ロクヒラさんは三十八歳と言っていたが三十歳ぐらいに見える、
もしかしたらトキコさんも?』
そう考えた一瞬、トキコと目が合うがすぐに逸らし、六平の方へ向き言葉を紡いだ。
「じゃあこの世界に来た日本人はムゾウの国に保護されてるってことですか?」
「【保護】……とは少し、いやだいぶ違うな。
俺たちは傭兵部隊というか特殊部隊というかそんな感じなんだよ。
なんつったか……相互扶助ってやつでさ、
共同体の生活保障を国側から・・・」
「ロク! それじゃわかんねーだろ!
俺ぁ聞いててわかんねーぞ!」
「うるせーよピロ! じゃあお前が説明しろよ俺たちのこと!」
『今度はクシナダさんがクレームか、ロクヒラさん大変だな。
つーか傭兵部隊てなんだ? 戦うのか?
え、もしかしてここにいたら俺も戦うの?
やっぱ戦争あるの?
戦国時代みたいって言ってたよな?
マジで? え? マジで?』
「よしオジョウ! 俺が説明するぞ!」
わずかの時間の話し合いで櫛灘が開き直ったらしい。
ゴツイ顔に笑顔を貼り付け説明を始めた。
「俺たちはこの世界に来た時に色々身体が変化している。
力が強くなり感覚が鋭くなり体重が増えたり、
ウンコしなくなったりジャンプ力があがったり、
え~と、性欲も消えたな。あとなんかあったか?
あとで周りのやつらからも聞け、な?
まぁいろいろ変わった、もしかしたら人間じゃなくなったのかも知れねー。
ムゾウの国に住む人たちは普通の人間だ。
俺たちが日本にいた頃とほぼ同じ人間だ。
ムゾウ以外の国の連中も普通の人間だ。
そしてムゾウとそれ以外が戦いになることもある。
戦いになったら俺らはムゾウに味方する、べらぼうに強い。
身内に全く死人を出さず勝てる。
だからムゾウの偉い奴らは俺らにこの里での自治を認め、
戦いの時に助力を願う、てわけだ。」
結構早口でベラベラと櫛灘は捲くし立てたが、尾城は全て理解出来ていた。
そして衝撃を受けていた。
「え? ウンコしない? 人間じゃない?」
周囲の男女も沈黙を破り話し始める。
「やっぱそこ引っ掛かるよなー。」
「自分が人間じゃないかも、ってショックだよね。」
「私は性的欲求の消失が一番ショックだった、
生きる意味無くなった気がしたもん。」
「そうかもなー、俺も金玉無いのわかったとき激ショックよ。」
周囲の声に尾城は血の気が引いた。
先ほど【縮み上がっている】と思っていた男性器はもしや……。
そっと服の上から触って確認してみる。
……アレが無い、そして小さくなってる、かなり。
「あぅふぇ」
訳の分からない呼吸音が口から無意識に漏れ出て椅子からずり落ちうずくまる。
「オラ! お前ら静かにしろ!
俺の説明が途中だろ!
尾城も立て!」
「まぁチンコはもう立たないけど、アハー。」
「ほっしー黙ってろ!」
周囲からの軽口に対し櫛灘が怒鳴りつける。
そしてうずくまる尾城に近付き、両脇の下を抱えて強引に立ち上がらせると椅子にドッと座らせる。

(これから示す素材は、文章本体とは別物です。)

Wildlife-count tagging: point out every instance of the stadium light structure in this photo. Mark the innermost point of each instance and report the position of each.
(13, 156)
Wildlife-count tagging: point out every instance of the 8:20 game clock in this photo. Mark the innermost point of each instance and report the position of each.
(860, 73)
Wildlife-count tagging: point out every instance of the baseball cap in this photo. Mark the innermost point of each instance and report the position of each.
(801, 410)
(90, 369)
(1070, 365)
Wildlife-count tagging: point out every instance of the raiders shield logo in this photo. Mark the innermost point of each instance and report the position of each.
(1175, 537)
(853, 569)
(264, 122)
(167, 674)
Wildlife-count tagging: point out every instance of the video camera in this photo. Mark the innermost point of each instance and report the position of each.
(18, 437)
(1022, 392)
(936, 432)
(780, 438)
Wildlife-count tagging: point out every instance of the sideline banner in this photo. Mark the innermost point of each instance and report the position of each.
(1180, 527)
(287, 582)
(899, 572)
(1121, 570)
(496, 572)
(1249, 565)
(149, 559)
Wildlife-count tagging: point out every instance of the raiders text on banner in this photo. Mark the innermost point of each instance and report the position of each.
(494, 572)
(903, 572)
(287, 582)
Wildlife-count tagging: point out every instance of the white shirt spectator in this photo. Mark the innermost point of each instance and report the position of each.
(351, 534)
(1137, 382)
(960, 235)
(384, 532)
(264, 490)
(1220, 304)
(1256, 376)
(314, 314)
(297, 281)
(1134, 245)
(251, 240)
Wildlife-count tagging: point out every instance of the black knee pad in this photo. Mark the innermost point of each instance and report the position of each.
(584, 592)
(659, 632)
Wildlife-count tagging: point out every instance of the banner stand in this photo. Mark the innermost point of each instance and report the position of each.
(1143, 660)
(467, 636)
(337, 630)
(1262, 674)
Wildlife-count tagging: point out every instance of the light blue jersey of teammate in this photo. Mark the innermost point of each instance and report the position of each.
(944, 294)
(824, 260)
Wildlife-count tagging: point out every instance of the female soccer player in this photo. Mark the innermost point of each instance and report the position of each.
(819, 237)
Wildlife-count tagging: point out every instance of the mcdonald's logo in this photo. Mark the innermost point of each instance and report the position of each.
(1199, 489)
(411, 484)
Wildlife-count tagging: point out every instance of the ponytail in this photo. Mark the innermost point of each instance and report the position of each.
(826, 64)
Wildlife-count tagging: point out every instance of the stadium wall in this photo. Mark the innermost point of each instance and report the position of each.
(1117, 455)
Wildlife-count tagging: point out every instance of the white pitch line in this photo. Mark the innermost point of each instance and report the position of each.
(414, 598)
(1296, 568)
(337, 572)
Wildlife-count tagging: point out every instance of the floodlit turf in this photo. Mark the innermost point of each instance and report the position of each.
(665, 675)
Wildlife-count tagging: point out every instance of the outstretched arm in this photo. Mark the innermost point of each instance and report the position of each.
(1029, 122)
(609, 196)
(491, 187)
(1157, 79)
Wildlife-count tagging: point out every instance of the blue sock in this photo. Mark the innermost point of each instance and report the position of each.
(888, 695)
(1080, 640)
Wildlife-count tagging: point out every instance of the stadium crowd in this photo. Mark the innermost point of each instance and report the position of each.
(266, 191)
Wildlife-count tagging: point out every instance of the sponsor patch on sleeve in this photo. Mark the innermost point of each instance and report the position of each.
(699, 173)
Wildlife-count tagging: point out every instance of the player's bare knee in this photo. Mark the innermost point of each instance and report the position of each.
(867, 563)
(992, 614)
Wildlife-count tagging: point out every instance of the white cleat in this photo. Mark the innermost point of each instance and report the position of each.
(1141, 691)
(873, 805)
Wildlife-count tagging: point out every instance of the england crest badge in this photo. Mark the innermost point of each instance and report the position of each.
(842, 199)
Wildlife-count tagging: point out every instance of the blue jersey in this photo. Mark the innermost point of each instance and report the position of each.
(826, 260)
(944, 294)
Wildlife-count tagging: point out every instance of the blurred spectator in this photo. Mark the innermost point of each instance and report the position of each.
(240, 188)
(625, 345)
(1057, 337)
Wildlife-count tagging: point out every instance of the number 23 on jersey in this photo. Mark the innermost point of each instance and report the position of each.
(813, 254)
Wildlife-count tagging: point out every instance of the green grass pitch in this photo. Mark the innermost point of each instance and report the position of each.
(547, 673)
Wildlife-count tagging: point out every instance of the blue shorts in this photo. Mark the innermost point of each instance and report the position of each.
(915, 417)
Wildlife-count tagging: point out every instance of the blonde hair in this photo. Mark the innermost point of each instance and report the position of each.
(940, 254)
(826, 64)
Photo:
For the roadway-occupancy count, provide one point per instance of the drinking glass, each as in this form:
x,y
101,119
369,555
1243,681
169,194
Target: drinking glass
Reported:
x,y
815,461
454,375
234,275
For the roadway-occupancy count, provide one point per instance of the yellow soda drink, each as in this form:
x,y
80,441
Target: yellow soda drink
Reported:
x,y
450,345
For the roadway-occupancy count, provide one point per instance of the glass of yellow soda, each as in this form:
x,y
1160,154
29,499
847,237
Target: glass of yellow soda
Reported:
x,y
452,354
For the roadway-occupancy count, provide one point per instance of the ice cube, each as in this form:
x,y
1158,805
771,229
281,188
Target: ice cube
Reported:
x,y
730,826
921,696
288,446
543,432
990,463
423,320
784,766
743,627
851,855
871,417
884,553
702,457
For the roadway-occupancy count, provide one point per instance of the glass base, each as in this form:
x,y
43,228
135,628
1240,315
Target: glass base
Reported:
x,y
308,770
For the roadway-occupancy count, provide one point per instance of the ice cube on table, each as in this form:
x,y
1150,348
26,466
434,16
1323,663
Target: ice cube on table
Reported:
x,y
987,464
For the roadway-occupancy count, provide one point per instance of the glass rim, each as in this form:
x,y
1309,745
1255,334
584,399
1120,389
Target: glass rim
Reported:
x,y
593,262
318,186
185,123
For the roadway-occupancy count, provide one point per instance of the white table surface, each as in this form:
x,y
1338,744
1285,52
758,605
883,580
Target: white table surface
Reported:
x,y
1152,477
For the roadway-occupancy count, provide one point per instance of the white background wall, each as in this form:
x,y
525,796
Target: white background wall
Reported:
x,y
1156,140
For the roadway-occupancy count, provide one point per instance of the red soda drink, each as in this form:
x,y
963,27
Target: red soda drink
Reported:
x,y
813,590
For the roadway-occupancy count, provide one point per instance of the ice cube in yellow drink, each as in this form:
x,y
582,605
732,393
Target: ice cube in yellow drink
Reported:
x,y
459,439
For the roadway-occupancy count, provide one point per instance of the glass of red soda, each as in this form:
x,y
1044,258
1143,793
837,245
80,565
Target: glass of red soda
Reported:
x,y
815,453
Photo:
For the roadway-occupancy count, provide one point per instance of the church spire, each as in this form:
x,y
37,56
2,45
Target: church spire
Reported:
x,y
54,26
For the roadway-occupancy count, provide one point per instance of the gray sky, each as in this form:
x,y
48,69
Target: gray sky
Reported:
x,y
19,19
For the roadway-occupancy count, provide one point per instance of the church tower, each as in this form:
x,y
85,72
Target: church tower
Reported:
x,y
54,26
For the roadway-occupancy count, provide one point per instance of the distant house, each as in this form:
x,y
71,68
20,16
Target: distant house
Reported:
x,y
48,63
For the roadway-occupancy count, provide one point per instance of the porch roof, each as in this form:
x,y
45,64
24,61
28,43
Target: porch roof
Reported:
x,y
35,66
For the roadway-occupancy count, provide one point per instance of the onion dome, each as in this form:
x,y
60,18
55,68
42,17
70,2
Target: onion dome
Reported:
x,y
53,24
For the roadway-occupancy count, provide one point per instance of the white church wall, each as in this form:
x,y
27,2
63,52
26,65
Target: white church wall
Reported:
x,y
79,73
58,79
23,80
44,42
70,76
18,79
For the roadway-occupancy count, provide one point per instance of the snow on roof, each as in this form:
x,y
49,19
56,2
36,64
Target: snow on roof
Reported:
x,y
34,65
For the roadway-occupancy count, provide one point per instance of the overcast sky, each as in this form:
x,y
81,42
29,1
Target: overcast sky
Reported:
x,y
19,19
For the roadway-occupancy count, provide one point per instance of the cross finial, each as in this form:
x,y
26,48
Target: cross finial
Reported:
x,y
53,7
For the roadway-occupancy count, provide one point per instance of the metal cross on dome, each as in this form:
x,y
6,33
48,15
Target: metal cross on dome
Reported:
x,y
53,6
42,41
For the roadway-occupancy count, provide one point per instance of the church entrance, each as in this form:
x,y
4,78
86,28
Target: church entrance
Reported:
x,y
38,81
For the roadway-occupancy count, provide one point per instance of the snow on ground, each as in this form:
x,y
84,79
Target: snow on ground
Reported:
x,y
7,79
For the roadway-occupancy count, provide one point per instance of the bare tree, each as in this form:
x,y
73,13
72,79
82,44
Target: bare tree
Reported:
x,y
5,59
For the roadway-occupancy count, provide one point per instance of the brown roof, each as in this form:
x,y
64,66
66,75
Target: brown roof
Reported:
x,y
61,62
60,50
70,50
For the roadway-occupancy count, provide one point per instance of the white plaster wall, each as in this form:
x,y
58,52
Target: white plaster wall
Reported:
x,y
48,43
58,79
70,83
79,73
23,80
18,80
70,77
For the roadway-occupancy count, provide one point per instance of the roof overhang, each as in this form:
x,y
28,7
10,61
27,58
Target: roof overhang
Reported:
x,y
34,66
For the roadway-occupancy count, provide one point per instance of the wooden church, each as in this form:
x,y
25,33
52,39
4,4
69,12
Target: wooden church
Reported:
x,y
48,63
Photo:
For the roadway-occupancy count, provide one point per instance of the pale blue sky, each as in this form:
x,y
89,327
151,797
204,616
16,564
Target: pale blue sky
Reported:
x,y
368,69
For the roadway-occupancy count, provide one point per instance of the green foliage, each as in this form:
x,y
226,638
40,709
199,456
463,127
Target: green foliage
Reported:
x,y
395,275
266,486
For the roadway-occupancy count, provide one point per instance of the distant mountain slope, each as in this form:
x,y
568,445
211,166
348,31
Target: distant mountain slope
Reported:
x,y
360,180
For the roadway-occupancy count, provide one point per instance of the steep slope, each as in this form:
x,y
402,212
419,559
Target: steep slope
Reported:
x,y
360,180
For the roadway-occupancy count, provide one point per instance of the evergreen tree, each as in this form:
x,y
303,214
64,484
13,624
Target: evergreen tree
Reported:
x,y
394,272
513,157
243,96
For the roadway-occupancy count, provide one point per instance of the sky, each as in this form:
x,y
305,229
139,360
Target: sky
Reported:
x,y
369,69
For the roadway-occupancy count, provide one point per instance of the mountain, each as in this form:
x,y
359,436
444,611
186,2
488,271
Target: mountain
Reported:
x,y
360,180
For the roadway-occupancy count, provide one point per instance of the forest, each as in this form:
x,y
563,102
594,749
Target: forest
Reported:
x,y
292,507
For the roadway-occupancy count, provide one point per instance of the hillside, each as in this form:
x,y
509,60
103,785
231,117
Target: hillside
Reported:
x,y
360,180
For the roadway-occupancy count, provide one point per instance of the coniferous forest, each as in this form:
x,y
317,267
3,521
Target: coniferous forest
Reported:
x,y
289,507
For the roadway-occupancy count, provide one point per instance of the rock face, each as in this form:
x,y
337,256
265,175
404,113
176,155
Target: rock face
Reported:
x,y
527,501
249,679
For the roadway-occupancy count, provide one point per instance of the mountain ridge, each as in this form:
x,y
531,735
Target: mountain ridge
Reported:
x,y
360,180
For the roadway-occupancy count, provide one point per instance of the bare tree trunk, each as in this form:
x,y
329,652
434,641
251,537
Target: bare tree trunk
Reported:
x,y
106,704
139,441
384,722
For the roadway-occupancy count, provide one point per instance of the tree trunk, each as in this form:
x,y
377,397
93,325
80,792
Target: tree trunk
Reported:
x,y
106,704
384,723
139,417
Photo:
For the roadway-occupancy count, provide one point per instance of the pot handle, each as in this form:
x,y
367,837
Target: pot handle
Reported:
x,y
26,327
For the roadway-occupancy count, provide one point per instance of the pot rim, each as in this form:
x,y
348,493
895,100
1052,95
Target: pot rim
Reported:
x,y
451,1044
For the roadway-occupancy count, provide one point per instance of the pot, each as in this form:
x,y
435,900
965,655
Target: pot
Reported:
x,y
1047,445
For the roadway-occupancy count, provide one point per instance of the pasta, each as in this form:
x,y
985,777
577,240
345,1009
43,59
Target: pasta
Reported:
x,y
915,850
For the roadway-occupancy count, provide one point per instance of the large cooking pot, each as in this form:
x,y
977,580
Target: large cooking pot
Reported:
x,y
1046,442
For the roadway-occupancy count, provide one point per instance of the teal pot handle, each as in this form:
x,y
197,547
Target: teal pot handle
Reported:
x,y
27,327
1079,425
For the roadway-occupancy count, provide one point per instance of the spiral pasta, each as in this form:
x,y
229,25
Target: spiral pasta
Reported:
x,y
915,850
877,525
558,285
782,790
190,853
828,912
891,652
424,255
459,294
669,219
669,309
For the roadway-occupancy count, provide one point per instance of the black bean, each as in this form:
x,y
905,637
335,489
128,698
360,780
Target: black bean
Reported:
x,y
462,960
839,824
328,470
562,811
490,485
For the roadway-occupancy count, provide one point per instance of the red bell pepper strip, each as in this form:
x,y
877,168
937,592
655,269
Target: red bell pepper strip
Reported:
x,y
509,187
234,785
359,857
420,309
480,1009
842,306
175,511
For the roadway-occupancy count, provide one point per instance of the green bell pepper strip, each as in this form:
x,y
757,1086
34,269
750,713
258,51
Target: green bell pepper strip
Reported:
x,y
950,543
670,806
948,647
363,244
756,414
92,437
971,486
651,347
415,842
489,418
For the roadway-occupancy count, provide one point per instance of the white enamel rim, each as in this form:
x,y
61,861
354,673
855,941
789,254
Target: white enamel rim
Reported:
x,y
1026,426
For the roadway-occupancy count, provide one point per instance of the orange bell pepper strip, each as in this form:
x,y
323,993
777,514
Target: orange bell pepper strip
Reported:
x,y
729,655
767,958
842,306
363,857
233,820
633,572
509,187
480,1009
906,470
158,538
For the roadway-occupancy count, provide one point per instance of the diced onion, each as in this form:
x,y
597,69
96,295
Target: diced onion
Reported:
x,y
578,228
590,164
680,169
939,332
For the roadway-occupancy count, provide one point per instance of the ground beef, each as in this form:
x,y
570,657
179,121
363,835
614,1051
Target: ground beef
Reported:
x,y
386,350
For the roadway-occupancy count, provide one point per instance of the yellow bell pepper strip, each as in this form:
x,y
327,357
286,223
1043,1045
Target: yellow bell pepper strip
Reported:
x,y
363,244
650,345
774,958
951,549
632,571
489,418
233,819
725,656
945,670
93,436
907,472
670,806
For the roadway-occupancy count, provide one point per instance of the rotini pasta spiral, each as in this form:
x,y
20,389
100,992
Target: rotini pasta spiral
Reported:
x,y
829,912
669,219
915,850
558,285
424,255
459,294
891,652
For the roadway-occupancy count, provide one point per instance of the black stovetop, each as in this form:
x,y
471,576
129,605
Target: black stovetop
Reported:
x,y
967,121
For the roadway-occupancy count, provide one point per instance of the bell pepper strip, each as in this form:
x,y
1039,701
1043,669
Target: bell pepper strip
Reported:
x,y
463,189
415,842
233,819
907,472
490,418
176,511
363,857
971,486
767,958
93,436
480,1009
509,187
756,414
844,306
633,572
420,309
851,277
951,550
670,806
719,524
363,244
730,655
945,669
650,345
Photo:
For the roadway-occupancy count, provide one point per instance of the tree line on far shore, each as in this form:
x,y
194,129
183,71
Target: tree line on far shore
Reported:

そして尾城の肩にバシッと片手を置き、櫛灘は男臭い笑顔で激を飛ばした。
「尾城! 大丈夫だ!
金玉無くなったけど筋力は上がってるぞ!
屋根より高くジャンプできるとテンション上がるぞ!」
「それ着地の時マジ足痛いけどなー。」
「だから黙ってろってのホッシー!」
頬杖してチャチャを入れてくる軽そうな男性はホッシーと呼ばれているようだ、あだ名だろう。
横浜のプロ野球チームにそんなのがいたようないないような。
「尾城くん大丈夫だよ、
ここにいる男たちみんなタマ無しなんだから、いっしょいっしょ。」
能天気そうな女性が慰めを言ってくれてるが、もしかしたら馬鹿にされてるのかもしれない。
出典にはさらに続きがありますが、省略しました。